Cette affaire intervient dans un contexte où les autorités algériennes multiplient les actions contre la corruption, notamment au sein des secteurs économiques stratégiques. Tahkout, qui a bâti une partie de sa fortune dans l’industrie automobile, n’en est pas à sa première confrontation avec la justice. Plusieurs condamnations antérieures ont déjà été prononcées à son encontre, ce qui souligne la récurrence des litiges judiciaires dans lesquels il est impliqué.
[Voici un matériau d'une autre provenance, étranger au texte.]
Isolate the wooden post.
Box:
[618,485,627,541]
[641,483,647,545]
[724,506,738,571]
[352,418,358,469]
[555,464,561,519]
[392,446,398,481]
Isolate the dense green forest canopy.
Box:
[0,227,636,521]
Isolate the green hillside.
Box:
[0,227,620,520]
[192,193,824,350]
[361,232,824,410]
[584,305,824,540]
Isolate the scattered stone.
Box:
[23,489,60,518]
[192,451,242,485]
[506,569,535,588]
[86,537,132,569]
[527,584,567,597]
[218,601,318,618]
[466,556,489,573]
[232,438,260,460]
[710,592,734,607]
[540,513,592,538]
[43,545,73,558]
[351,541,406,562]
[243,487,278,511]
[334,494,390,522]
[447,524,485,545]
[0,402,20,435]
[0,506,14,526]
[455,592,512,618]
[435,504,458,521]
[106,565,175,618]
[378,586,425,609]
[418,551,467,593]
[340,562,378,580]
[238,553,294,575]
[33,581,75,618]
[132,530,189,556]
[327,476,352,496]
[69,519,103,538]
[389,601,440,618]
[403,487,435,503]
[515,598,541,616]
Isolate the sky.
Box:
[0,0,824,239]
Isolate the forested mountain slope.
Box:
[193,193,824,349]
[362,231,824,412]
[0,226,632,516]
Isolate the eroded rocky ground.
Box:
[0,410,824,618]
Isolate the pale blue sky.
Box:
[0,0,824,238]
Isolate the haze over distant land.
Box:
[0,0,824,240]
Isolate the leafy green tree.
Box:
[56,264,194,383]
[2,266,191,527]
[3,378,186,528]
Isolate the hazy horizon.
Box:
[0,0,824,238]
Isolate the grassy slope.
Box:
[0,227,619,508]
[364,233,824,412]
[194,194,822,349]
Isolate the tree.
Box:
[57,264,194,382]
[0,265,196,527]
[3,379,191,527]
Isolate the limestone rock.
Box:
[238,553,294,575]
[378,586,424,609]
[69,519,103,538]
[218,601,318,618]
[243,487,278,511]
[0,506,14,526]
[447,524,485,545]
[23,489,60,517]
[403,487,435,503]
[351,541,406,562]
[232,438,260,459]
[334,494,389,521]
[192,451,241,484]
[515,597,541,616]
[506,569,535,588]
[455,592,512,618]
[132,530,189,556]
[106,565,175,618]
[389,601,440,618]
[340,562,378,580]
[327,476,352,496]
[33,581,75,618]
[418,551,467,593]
Les chefs d’accusation et les montants évoqués

Les charges retenues contre Mahieddine Tahkout sont lourdes et multiples. Outre le blanchiment d’argent, les procureurs lui reprochent d’avoir organisé un système de détournement de fonds publics pour un montant estimé à plusieurs centaines de millions d’euros. Ces fonds auraient transité par des comptes offshore, notamment en Suisse, avant d’être partiellement réinvestis ou dissimulés. Les autorités fiscales algériennes considèrent que ces agissements ont causé un préjudice considérable aux finances publiques du pays.

Le tribunal spécialisé, basé à Sidi M’hamed dans la capitale algérienne, est compétent pour traiter les affaires de corruption financière les plus graves. Cette juridiction, créée pour lutter contre les détournements de fonds publics, a déjà rendu plusieurs verdicts importants dans des dossiers similaires. La requête du parquet, qui demande seize ans de prison ferme, reflète la gravité des faits reprochés à Tahkout et l’ampleur des sommes en jeu.

« Les preuves recueillies établissent un schéma de détournement organisé sur plusieurs années, avec des transferts de fonds vers l’étranger visant à échapper au contrôle fiscal. »
— Extrait du réquisitoire du parquet, selon RFI

Et maintenant ?

La décision du tribunal pénal spécial de Sidi M’hamed n’est pas attendue immédiatement. Après la phase de réquisitions, les avocats de la défense devraient présenter leurs plaidoiries avant que les juges ne se retirent pour délibérer. Si la peine de seize ans de prison est requise, elle n’est pas encore acquise, même si le contexte et les antécédents de Tahkout rendent une condamnation sévère probable.

Dans l’immédiat, cette affaire pourrait relancer le débat sur la lutte contre la corruption en Algérie, notamment dans les milieux économiques où les pratiques de dissimulation et de fraude restent répandues. Les prochaines semaines seront déterminantes pour savoir si cette condamnation, quelle qu’en soit l’issue, marquera un tournant dans la politique judiciaire du pays.

Reste à voir si cette procédure aura des répercussions sur le secteur automobile algérien, où Tahkout a joué un rôle central pendant des années. Les autorités n’ont pas encore communiqué sur d’éventuelles mesures complémentaires, comme la saisie de biens ou la mise sous contrôle d’entreprises liées à l’accusé. Une chose est sûre : cette affaire s’inscrit dans une dynamique plus large de renforcement des dispositifs anti-corruption en Algérie.

Outre le blanchiment d’argent et le détournement de fonds publics, les enquêtes pourraient révéler d’autres infractions, comme la falsification de documents ou la participation à une organisation criminelle. Les investigations se poursuivent et pourraient aboutir à de nouvelles mises en examen, selon RFI.